In the absence of knowledge, it was believed that man and women were descendants of progress. When Charles Darwin came out with his story of theory of evolution all the old stories were destroyed. It was Darwin who told us that humans have developed from the great apes and monkeys. They were the blueprint in the creation of the human race as we see today.
The Nobel prize-winner has gone back over 2000 years to trace the mental capacity of the oldest man on the earth. He has now discovered that the Neanderthal man is the first human being evolved into a human being. This human brain developed till we have got a Bill Gates as example! So we have to learn how to gather information and how to use the information, and how to store information.

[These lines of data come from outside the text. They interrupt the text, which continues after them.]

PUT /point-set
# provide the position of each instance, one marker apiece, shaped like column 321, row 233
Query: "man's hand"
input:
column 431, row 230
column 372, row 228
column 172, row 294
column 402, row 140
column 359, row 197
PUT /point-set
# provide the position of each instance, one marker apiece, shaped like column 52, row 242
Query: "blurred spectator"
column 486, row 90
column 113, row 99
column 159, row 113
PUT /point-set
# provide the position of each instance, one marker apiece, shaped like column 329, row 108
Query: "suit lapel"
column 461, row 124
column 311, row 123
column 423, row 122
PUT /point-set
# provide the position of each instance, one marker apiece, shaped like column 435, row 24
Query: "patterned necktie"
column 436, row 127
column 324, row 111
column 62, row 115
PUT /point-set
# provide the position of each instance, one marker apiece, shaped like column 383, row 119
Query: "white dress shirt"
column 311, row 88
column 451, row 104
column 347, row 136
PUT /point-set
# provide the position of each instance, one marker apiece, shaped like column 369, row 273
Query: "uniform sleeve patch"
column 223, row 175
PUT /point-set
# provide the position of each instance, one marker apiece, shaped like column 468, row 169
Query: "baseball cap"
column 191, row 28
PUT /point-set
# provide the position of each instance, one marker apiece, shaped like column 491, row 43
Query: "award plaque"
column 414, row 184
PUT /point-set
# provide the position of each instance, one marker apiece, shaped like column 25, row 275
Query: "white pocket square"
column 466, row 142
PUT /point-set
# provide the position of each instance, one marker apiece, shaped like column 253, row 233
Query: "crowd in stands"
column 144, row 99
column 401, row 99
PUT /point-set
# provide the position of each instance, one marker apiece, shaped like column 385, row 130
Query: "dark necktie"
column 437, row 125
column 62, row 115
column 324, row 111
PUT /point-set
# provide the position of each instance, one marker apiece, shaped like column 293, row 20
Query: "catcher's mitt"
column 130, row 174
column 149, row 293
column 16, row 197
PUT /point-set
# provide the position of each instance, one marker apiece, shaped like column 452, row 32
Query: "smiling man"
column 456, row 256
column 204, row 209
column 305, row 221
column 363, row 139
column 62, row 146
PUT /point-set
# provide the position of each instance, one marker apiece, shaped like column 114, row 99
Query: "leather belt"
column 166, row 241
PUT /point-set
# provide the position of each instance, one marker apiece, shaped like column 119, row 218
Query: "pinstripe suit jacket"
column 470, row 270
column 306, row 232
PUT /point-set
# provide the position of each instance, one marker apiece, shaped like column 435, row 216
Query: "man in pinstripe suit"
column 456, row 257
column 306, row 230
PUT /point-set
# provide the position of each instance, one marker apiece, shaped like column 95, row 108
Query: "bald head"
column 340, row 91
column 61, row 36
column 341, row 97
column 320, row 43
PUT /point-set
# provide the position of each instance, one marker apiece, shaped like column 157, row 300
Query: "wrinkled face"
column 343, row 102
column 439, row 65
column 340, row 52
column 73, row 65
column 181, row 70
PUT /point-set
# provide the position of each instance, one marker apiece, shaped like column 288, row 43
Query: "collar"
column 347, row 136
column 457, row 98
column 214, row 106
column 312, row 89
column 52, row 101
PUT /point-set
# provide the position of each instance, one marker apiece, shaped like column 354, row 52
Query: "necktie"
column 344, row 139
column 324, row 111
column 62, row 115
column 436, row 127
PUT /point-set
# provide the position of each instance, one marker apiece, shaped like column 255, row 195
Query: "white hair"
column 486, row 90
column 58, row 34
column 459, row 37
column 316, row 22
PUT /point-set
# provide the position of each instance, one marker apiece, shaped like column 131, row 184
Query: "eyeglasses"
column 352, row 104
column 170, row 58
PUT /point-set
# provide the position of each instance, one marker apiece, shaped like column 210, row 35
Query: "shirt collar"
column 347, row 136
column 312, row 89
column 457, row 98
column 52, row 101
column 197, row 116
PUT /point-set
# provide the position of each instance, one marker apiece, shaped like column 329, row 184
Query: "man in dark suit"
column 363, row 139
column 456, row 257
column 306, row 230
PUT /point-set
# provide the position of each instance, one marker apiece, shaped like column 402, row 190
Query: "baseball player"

The Nobel prize-winner spent decades abstracting the DNA from 40,000-old bones, culminating in the unveiling of the first genome. The body is made of genome sequences. To be able to understand why you like one subject and not the other subject, you have to look at genome sequences. With a latest Nobel discovery, it may be possible to build a new generation of human beings smarter than all the Bill Gates.
Already the success in discovering the DNA of sheep or goats is there — the first artificial goat Dolly was created in England. Similarly, if scientists of the calibre of Nobel prize-winners manage to master the DNA of all humans, they will contribute to the expansion of knowledge of the universe.